With violence rising in South Africa, Melissa
Nelson and her husband decided to move back to
the VI so that they could raise their child in a safer
environment. They returned to the territory a month
after Irma, and for the first month after their arrival,
Ms. Nelson’s husband had to scoop water out of the
cistern so that they could bathe. She said her heart
was broken by the destruction, by the rows of palm
trees on Cane Garden Bay that had been mowed
down. But she finds it inspiring that two years after
the storm, people are still determined to rebuild.
“Seeing stuff like that gives you hope,” she said
While Mark Chapman was on vacation in Switzerland in 2017, Hurricane Irma struck the Virgin Islands.
Mr. Chapman’s son urged him not to come back, but Mr.
Chapman, who owns six dogs and has lived in the terri
tory for more than three decades, knew that was not an
option. After returning home, he was impressed by how
quickly the territory pulled itself together, given the magnitude of the storm. “It went from a fairly lawless place to pretty comfortable,” he said. Two years after the fact, Mr.
Chapman thinks that the territory still lacks some comforts — he finds the mail system frustrating — but that
some aspects of the infrastructure have been built back
stronger than they were before.
Originally from the Dominican Republic, Kendra
Nisbett moved to the VI three weeks after the storm
hit. Conditions in the territory were “horrible” when
she first arrived, but she stayed positive watching
government move to rebuild so quickly. The recovery
process moved faster than she thought it would,
though she thinks that certain issues, like the lack of
streetlights illuminated at night, need more attention, she said.
Hurricane Irma left Keino Phillips without a job,
but then gave him another one.
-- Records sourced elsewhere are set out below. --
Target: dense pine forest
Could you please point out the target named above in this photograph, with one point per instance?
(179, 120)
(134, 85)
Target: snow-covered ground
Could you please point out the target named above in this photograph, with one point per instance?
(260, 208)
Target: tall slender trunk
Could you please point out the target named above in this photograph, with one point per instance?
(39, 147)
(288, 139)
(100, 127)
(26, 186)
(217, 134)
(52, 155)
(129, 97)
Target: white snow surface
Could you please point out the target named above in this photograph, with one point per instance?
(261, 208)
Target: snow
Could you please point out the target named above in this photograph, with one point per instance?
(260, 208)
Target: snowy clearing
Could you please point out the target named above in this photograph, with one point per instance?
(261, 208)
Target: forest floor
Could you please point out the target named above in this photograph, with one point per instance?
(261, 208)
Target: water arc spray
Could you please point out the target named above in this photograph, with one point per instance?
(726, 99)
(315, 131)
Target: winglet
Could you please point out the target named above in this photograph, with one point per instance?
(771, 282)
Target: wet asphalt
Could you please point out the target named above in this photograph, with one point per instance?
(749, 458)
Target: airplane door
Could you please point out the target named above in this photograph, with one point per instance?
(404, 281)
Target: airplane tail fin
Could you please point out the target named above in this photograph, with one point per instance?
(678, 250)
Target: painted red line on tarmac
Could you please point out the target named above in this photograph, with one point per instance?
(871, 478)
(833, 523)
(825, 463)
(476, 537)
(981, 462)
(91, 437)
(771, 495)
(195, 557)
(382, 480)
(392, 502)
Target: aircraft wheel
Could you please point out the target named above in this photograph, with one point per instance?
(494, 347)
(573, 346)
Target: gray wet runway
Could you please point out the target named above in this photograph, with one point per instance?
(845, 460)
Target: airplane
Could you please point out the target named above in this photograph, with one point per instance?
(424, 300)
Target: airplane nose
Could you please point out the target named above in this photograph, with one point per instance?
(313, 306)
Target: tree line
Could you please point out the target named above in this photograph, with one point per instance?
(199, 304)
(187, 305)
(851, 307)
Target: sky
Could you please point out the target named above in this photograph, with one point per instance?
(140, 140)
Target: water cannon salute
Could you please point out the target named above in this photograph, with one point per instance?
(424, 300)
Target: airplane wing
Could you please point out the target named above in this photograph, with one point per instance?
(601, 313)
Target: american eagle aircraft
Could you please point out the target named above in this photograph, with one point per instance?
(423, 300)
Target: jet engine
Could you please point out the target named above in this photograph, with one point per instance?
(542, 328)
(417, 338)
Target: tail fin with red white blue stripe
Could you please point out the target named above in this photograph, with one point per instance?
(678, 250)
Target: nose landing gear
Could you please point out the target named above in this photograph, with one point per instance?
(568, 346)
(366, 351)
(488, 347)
Before the storm he
had been working for a charter company, but afterwards he got a job in a government-funded demolition crew, taking down buildings that were left
uninhabitable. He described the recovery process as a
group effort, with everyone pitching in where they
could. Still, there is much left to be done, he said.
Joy Solomon’s bedroom was destroyed by Hurricane
Irma. Many of her belongings blew out of her windows,
water leaked through her ceiling, and later mould
started to grow. For months she slept on the floor. The
mould started to affect her health, and she recently had
to move in with her daughter. Though Ms. Solomon
thinks the recovery has gone well for the most part, she
said many people haven’t received enough financial assistance to make needed repairs.
Damian Watson doesn’t like to relive the aftermath of Irma. “The recovery process was painful; you
had to be mentally strong,” he said. He thinks the
territory is recovering as fast as possible from such a
devastating storm, and that the process shouldn’t be
rushed, so that building regulations and other safeguards can be properly reviewed, he said.